Why is Wall Street So Bearish Banks?

Big banks had a blockbuster 2023 despite a few failures

Yahoo! Finance recently wrote about J.P. Morgan Chase & Co (JPM) and the article illustrates what has become a common and extremely shoddy Wall Street argument for being bearish banks.

Let's be crystal clear, I always try not to fight the tape. It looks like The Street is going to hold hands and pretend like it's a bad environment for banks. I'll go through why that's BS at the end of this post. 

Let's first talk about why I think JPM, in particular, is doing this.

Jamie Dimon, CEO of JPM, complained all last year about how bad the markets were and how terrible the world of banking was. 

Meanwhile, he:

1) Bought a bank, which he's not supposed to be allowed to do.

2) Did it by zeroing out the shareholders and buying only the assets at a ridiculous discount.

3) Reported great quarters all of 2023 and JPM will close the year with the strongest earnings of all time.

I have said since JPM first announced the acquisition of First Republic Bank (FRB) that there is no way that FRB was only $1B in accretion if Silicon Valley Bank (SIVB) was $10B in accretion. Further, it was extremely strategic and done at a hugely positive value to the bank.

Hence, Dimon has to sell to the world that the bank failures in 2023 didn't result in the biggest payday ever and solidification of JPM as the ultimate winner, to avoid undue scrutiny.

To remind everyone of what I said last year:

FRB shareholders got zero and JPM not only took $1B in immediate gains, they've taken that every quarter since and the Yahoo! Finance article signals they will do it again!

That FRB shareholders haven't sued at this point is actually amazing. But it’s possible they would lose in court given it was done during a bank emergency.

Here are the arguments Wall Street is presenting and why they are shoddy at best. The article describes 3 things:

1) Rate decreases hurt banking: That's a first! Since when does lowering rates, steepening the curve, and stimulating greater duration activity hurt banks? I mean, if that isn't an example of “Let's-just-make-sh*t-up and try to sell it to the common folk!”, I don’t know what is. The fact is you can't know what the curve will do because the market establishes the shape. Also, it's not about the absolute rate, it's about the spread and what you can charge. Right now, they are charging a lot because they don't want to lend. So, if you then lower rates, you increase that spread in an environment where only a small number of banks have the balance sheet to lend. Meaning... You can charge the same, but with a bigger spread!

2) All of the gains from acquiring FRB have been realized in 2023. We'll know if that's true after earnings are reported. My guess is even if they take the rest of the gain, there is still some accounting-related accretion, merger savings, and longer-term strategic benefits. First Citizen’s Bank (FCNCA) believes the accretion on SIVB is close to $10B (whose balance sheet was worse than FRB) and JPM isn't anywhere near having taken that yet.
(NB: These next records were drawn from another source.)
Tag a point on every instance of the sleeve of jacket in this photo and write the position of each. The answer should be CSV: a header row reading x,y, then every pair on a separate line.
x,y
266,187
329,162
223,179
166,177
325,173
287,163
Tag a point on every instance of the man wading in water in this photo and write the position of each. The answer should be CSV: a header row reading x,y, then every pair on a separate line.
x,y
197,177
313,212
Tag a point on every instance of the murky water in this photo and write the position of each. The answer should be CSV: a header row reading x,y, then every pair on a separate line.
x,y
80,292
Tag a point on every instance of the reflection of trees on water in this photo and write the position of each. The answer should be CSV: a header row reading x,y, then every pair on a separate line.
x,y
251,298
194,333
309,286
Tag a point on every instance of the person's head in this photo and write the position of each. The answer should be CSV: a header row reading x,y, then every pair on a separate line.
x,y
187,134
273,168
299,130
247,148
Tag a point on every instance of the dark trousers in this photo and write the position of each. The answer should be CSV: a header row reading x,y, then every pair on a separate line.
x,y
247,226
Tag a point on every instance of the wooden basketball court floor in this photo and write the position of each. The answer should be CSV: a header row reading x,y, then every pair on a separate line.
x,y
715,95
3) FDIC charges. Possibly. We'll find out. But a quick look at last year's gains and all of us can safely say, Mr. Dimon, you're good for it.  
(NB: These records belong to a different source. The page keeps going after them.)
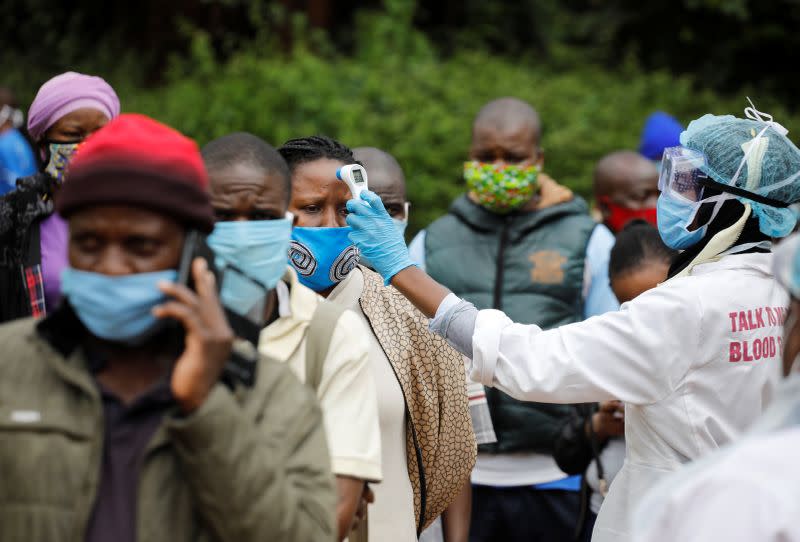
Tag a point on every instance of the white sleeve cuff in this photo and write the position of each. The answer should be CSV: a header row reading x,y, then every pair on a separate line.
x,y
486,345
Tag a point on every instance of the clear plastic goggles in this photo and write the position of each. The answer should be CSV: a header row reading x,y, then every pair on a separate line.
x,y
681,174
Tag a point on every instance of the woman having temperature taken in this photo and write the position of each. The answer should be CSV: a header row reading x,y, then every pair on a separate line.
x,y
695,359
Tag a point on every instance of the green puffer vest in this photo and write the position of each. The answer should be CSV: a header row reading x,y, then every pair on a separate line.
x,y
529,265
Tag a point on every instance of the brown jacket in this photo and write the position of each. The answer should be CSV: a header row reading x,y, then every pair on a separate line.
x,y
440,442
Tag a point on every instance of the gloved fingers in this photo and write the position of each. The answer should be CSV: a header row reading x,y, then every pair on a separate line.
x,y
355,207
374,200
353,220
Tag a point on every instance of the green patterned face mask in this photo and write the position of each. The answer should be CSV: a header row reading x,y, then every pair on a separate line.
x,y
501,189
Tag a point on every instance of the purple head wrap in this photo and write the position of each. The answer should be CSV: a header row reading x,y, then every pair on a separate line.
x,y
64,94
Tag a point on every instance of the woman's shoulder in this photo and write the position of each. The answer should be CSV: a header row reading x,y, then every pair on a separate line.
x,y
26,203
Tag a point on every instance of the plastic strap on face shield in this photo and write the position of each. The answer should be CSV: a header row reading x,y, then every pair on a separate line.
x,y
682,174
What did the article ignore?

1) The steepening of the yield curve. We've thus far been working with an inverted one, which is very hard to monetize.

2) Balance sheet improvements. FRB had a liquidity problem not a bad credit problem. 

3) Liquidity in capital markets. Banking and debt capital markets is a huge profit center. Last year was a truly dismal environment for it. Turns out that lowering/stabilizing rates helps this environment.

The crazy thing is the article also ignores the things that do hurt JPM that won’t affect other banks:

1) JPM cannot buy any other failing banks at a discount. Given its size, they won't likely be allowed to do so again. 

2) It's all about keeping deposits. JPM never truly increased what they pay for deposits and have signaled they might lose a small amount as the banks stabilize. 

Meanwhile, other big banks seeking growth will also benefit next year as rates decline and may also be able to look to acquisition.

Finally:

1) The banking crisis hurt smaller banks more than large banks, creating a buyer's market.

2) Lower rates benefit held-to-maturity which has been a major reason the banks have not been able to lend as much as before.

3) A lower rate environment makes it easier and safer for banks to lend and borrow. If consumer credit holds up, then larger banks can take advantage of increased liquidity to buy smaller distressed banks.

4) Since buying banks is simply buying the assets, you could mark all those “bad” assets down based on the discounted acquisition price, while for the most part, the underlying assets are still sound credit risks and will not default.  

I don't have large banking exposure right now but I will be watching to see how this progresses. I currently have a position in SOFI, and will discuss why in a future post. 

However, before I consider new positions in the banking industry, I'd like to understand why a one-sided, highly uncertain argument is dominating Wall Street and the financial media.